I started the day thinking I'd walk just 16km but ended up doing 26km. There was an albergue at Arboces but that would have meant stopping after three hours of walking. I'd barely got into my stride by thennand it was far too early in the day not to be walking. There were supposed to be albergues at La Caridad but it was being rebuilt (according to another pilgrim), and at Porcia, but I saw no evidence of its existence. So here I am at Tapia de Casariego still on the coast and at the 26km point.

It rained all through last night. Today's walk commenced in the rain which gave up after about three hours. It was fine for the rest of the day and I understand that I'll likely finish the Camino without a full sunny day. As I was walking through Navia a
man leapt across my path and greeted me with, “Good Morning!” He must have wanted to practice his English.
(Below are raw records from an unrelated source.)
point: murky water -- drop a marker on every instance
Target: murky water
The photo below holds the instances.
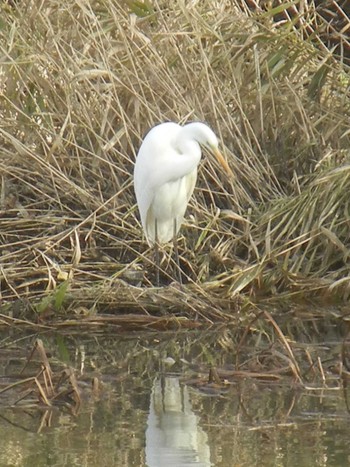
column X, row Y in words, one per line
column 155, row 407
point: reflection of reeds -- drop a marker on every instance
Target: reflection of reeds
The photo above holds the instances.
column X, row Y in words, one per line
column 80, row 86
column 45, row 388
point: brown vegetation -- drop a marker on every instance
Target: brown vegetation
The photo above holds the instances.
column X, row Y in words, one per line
column 80, row 84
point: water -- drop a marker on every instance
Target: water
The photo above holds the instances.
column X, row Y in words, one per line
column 156, row 408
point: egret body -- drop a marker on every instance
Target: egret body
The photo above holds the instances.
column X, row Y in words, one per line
column 165, row 175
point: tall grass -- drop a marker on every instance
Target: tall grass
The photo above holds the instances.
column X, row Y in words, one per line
column 81, row 83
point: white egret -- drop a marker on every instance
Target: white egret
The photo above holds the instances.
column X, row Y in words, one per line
column 165, row 175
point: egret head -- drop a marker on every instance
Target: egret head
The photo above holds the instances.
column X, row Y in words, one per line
column 201, row 133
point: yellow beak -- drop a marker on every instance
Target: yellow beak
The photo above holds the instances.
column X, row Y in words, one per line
column 222, row 161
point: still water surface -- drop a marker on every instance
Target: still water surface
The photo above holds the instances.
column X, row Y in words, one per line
column 153, row 411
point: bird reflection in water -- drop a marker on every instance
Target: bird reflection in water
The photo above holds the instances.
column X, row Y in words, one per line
column 173, row 435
It's uncanny how many times I've been picked as an English speaker without first opening my mouth. He enquired if I had any pain. I pointed to my lower right leg with one of my walking poles. He then volunteered directions out of town. He had a big smiling face. I enjoyed the short exchange.

The path today zig-zagged on and off the main road. I'm surprised how adverse I've become to walking on the edge of a road with traffic streaming by. The trip through Italy and France has been effective aversion therapy.
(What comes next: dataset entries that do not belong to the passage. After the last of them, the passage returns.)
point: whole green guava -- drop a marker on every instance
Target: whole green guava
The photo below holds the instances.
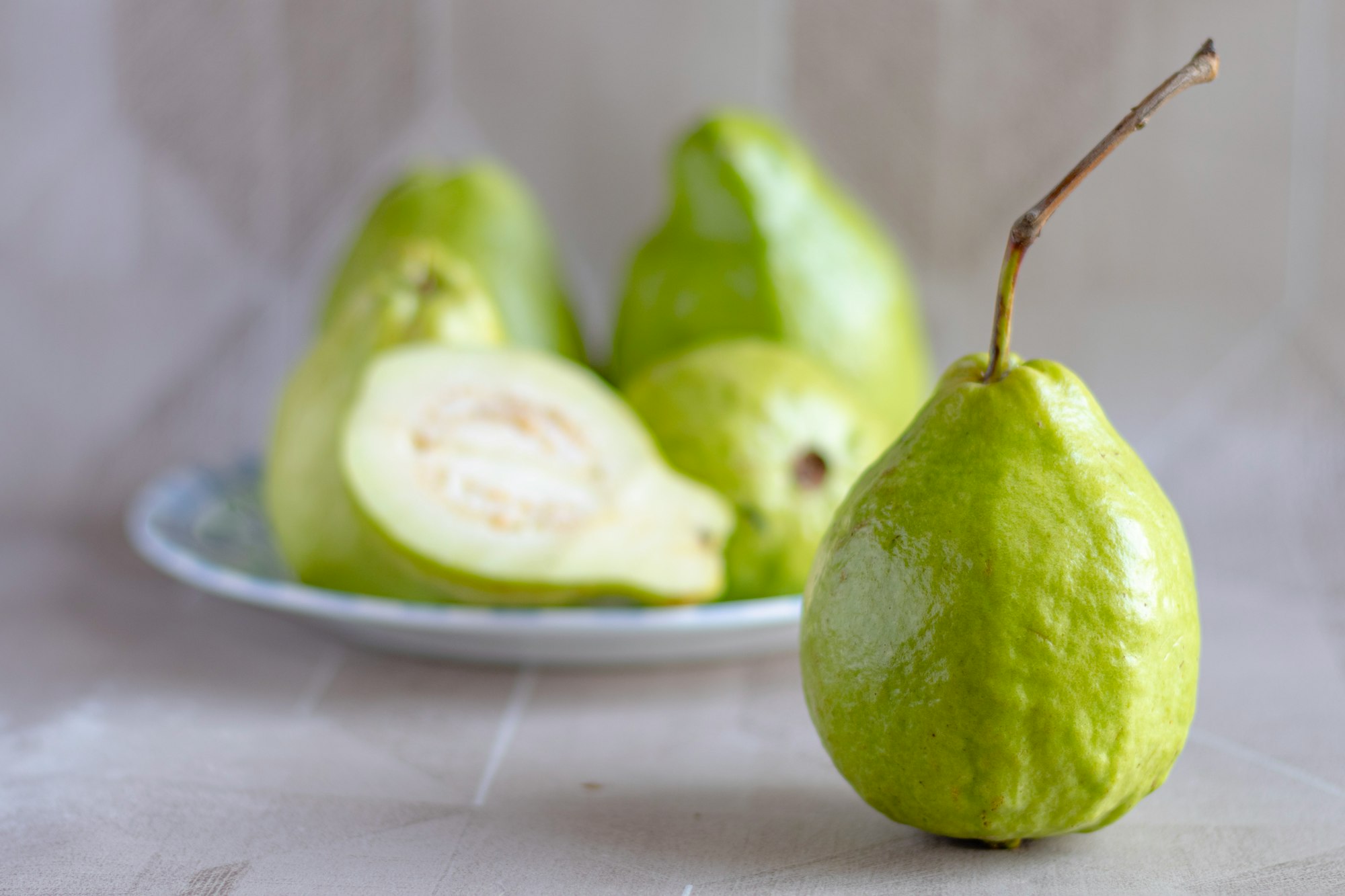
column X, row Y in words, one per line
column 1000, row 637
column 778, row 434
column 486, row 217
column 759, row 241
There is no hospitalereo at tonight's albergue. It's up to each pilgrim to fill in a register, stamp his/her credential, and to place a donation in a box (solidly fastened to the wall). I've observed most people to attend to the first two tasks but ignore the third. This may account for the state of the toilets and showers which, if they got a clean tomorrow, it would be the first in months. My view is that a price should be set for a night's stay. People pay if it is obligatory, but if something can be got for nothing there are plenty who will take advantage of the situation. Hence there is little money to pay for essentials like cleaning. The system then has to rely on the
goodwill of volunteers for it to work.

My boots think they're ready to retire, but I've got other plans for them. With a roll of duct tape I'm trying to ensure the soles don't fall off. They took on water today so more tape was applied tonight to make them waterproof again. I feel this may be a lost battle. They really are ready for retirement but I'll make sure they reach Santiago on my feet.

There is a tradition at the end of a walk which is to go to Fistera (the most westerly
point in Continental Europe and about 100km west of Santiago), and burn something that was carried on the Camino. Guess what I'll be taking with me to Fistera to put to the torch?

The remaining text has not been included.